100 thoughts on “The 5 SECOND RULE That Will Help You Climb FAST in Top Lane!| League of Legends Guides

  1. at 2 minutes , if kled had a brain and stood behind the minion to Q forward instead of trying to style hector would have gotten cucked

  2. I have no idea why, but the title of this video made me realize Cho'gath needs a passive "3 second rule" in which he gets additional benefits with his feast on a target he's knocked up within the last 3 seconds. I don't care how they balance it, but it needs to exist.

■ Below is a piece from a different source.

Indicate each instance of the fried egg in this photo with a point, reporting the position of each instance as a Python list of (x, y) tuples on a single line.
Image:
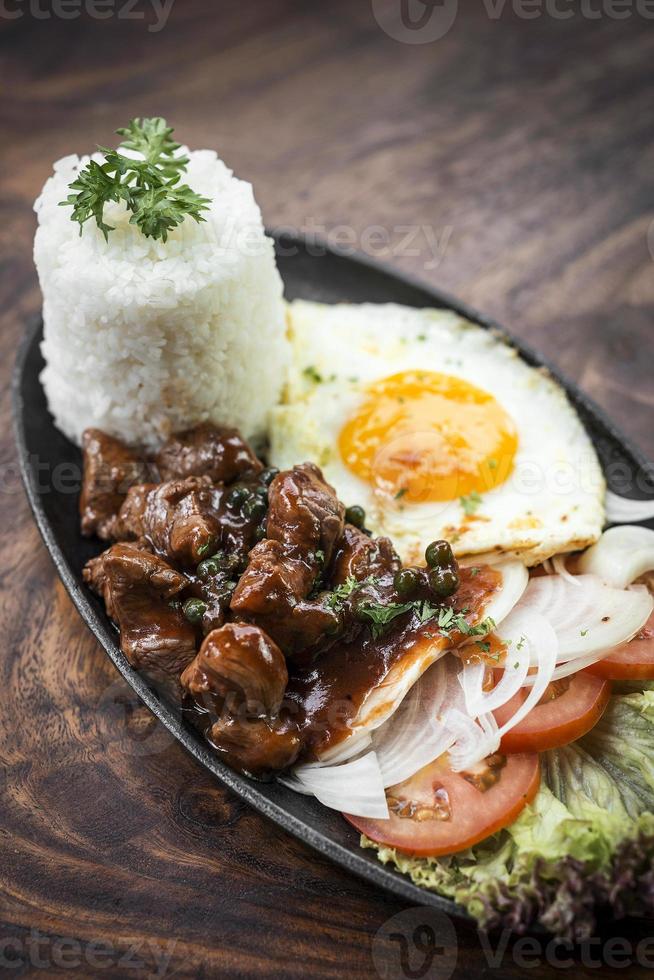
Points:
[(439, 429)]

  3. We have been taught since young padawans that you can pick it up and put it in your mouth before 5sec is up. So insert joke here______

  4. This is the kind of comedy i long for in my educational videos <3 100x more enjoyable and of course just as educational! Keep up the good stuff

  5. I'm a diamond player on a legit server (so not NA) and play league for forever now and didnt know about this ward trick… what the actual fuck.

  6. Happy to see that I apply that and it allows me to make even lane phase vs diamond as gold, while playing in clash with diamond friends

  7. how did irelia double Q to gap close? i don't understand this champ, he Q once on kled missed E auto him to death and Q at the end

  8. I mean he just knows that hes a better mechanical player than those thats why he picks certain champions that are skilled and ugly to play against at the same time like irelia, yasuo, akali… , So thats why he has so much ego and forgets about the game itself and focuses more on destroying the other players.

  9. My problem on top lane isn't dying to the jungler, my vision game is pretty good and my escape tactics are aswell. I'm Gold 4 and tbh i'm fine with that so far. But what really drives me nuts is that in the most cases I can not 1v1 any top laner (In laning phase). I'm mostly playing Jax (my favourite), Renekton, Urgot, Irelia. Everytime I try fighting the enemy top champion I feel so underpowered. When I win a 1v1 I've got the feeling the enemy is like a rly, rly bad player. But often I just die and the enemy got like 200 hp left.

  10. Hector gets it, I love "limit testing", although before this i just called it,
    "knowing where the enemy team/jg is but pressing fights anyways because a higher tier/better player would capitalize on it and fight the 1v2 to secure the lead."
    I only do this in norms though, or plat3-.
    Free Hector.

  11. You don't know what you're talking about. Irelia can keep her passive by hitting minions too.. but Irelia had the minion advantage, then level, that is why he died at @ 3:00.

  12. The difference between limittesting and wanting an excuse for playing bad is that limittesting is actually just another word for training to get out of bad situations by putting yourself in them on purpose. There is a difference you just train different things.